At this point it needs to be pointed out that The Big Short is also wonderfully entertaining. Horrifying, enraging, depressing but still enormous fun. The film that keeps springing to mind while watching it The Wolf of Wall Street. The two address the same topic, have a similar confidence and swagger and director McKay co-opts some of Scorsese's tricks such as having characters break the fourth wall and address the audience directly. The difference is that DiCaprio's film spends its bloated running time ignoring the issue it professes to address and glorifying the people it seeks to condemn while frittering away its three hours in an epic rerun of Animal House and ultimately getting nowhere. The Big Short should leave The Wolf whimpering sheepishly in the corner with embarrassment.
McKay's 2010 buddy cop comedy The Other Guys is a really astute look at how popular culture acts as a piece of misdirection for big business. This film focuses on what matters because the whole point about the financial crash is that it happened because almost nobody bothered to try and understand what was happening, or they deliberately obfuscated what was happening under layers of gobbledygook.
Appropriately for a film about people who went unrecognised for a long time, The Big Short should be the time people wake up to the fact that Adam McKay, the man who made most of Will Ferrell's best films, is Hollywood's foremost political film maker. He's gone unrecognised because he was too funny. In Talledega Nights he had Ferrell's NASCAR champion driver being contractually obliged to include a plug for his sponsor's product every time he said grace before a family meal. For some reason it doesn't count as satire if it is laugh out loud funny.
Having Margot Robbie explain sub prime mortgages while drinking champagne in a bubble filled bath can be dismissed as a gimmick, but the film is genuinely radical. It focuses on four disparate groups or individuals who saw that the crash was coming – each one marked by one of the four big name stars (Bale, Gosling, Carrell and Pitt.) But it isn't primarily concerned with telling their stories – it is only interested in them in as far as they can be used to illustrate the bigger themes. It might not be Eisenstein, but it striking against the paradigm that films ultimately are about individuals and individual's stories.
None of the performers suffer because of this: Bale, Gosling, Carrell and Pitt are all on or near the top of their games, as are the supporting cast. The roles are bluntly delineated – Bale is the anti-social maths genius fund manager; Carrell is the righteous angry financier sickened by his career, Gosling is the obnoxious banker and Pitt is the paranoid retired investment banker who is trying to live off the grid – but they are not caricatures. The film gives you just enough to make them real, but no more than that, because ultimately they’re not the story. You couldn't pick one over the other, though the Academy chose to nominate Bale because his character clearly has some form of autism or Asperger's. All the characters that recognize the flaw in the system are isolated, socially awkward, and paranoid; it's like a Rainman convention.
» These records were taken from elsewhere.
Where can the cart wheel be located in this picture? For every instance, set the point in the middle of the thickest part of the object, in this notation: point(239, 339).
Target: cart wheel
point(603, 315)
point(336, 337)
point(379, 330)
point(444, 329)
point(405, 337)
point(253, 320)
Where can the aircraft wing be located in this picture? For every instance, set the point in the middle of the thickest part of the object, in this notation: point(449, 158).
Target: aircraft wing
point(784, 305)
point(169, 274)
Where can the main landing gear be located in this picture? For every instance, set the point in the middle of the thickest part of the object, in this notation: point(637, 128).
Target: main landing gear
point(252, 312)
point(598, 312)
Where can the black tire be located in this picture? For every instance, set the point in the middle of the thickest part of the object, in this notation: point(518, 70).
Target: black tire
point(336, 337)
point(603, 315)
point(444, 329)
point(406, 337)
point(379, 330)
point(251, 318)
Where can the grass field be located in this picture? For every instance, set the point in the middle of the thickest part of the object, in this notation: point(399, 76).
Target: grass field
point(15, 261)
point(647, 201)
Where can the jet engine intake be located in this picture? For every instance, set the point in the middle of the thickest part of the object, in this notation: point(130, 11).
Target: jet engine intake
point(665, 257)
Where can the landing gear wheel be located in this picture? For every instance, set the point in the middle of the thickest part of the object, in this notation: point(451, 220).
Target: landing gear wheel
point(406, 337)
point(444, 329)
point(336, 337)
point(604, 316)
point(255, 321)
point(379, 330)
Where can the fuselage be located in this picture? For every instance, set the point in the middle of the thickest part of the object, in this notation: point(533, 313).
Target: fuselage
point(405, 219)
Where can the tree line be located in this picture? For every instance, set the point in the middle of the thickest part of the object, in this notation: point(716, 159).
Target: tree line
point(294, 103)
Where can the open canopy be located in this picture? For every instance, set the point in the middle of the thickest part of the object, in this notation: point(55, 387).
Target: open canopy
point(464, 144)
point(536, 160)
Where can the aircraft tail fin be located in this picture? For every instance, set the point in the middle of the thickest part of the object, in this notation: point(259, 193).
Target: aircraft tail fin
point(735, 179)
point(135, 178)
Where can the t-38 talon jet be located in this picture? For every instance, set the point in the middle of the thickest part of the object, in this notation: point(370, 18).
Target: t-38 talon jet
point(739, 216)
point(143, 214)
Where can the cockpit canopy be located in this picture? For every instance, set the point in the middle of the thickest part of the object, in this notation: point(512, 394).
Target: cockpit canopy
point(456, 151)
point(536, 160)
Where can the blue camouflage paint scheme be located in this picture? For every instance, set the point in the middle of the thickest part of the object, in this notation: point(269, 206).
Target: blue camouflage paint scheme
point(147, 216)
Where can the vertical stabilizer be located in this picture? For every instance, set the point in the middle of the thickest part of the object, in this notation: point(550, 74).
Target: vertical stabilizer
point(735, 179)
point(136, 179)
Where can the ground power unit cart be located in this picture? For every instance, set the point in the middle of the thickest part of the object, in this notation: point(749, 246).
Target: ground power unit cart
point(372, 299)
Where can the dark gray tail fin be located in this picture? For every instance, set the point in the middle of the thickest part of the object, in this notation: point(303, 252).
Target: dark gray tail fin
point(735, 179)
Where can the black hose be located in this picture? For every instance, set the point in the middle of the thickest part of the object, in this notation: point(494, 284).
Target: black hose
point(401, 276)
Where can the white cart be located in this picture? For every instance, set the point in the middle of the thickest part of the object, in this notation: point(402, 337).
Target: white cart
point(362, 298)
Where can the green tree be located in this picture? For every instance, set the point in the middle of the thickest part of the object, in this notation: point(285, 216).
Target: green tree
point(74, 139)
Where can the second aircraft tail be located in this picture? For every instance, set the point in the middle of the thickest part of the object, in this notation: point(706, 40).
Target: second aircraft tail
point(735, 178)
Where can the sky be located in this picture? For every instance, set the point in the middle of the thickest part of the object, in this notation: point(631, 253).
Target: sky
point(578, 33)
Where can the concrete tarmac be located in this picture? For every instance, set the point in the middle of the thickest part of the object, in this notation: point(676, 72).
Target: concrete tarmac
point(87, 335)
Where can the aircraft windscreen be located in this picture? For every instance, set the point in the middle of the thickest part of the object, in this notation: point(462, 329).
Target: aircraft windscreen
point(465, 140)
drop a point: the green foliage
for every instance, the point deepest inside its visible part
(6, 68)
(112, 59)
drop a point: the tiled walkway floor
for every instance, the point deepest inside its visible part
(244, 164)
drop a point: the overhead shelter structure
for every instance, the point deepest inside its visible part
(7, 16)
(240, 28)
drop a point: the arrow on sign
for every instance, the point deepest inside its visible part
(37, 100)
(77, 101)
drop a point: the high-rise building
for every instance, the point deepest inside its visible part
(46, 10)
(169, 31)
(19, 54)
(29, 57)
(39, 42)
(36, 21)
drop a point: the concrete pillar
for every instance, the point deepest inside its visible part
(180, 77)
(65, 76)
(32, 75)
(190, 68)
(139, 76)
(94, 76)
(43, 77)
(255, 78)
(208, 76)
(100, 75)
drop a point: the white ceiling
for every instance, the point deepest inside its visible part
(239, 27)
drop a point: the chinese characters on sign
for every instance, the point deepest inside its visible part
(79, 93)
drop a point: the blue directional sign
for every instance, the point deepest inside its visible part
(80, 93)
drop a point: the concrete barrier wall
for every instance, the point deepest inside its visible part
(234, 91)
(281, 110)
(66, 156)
The point being that the system had become so convoluted, and people's acceptance of it so unthinking, that these were the only people who could see through it.
The Big Short is a brilliant film, but there is no good in it. Our four heroes spot injustice, and immediately set about working out how they can profit from it. It's as if John Wayne, having spent years tracking down and rescuing Natalie Woods from heathen injuns in The Searchers, gets her home and gangbangs her with some friends and then sells her on to a prostitution ring.
There are no sympathetic characters, nobody to root for, no arcs find redemption and no uplifting endings. And nobody learns any important life lessons. Its pleasures are being treated like a grown up and being told something straight. It is an exhilarating, funny, smart and terrifying ride that runs rings around most of the other Oscar pleaders but at the end you feel like you have very gently had all your future hopes and dreams slashed to ribbons.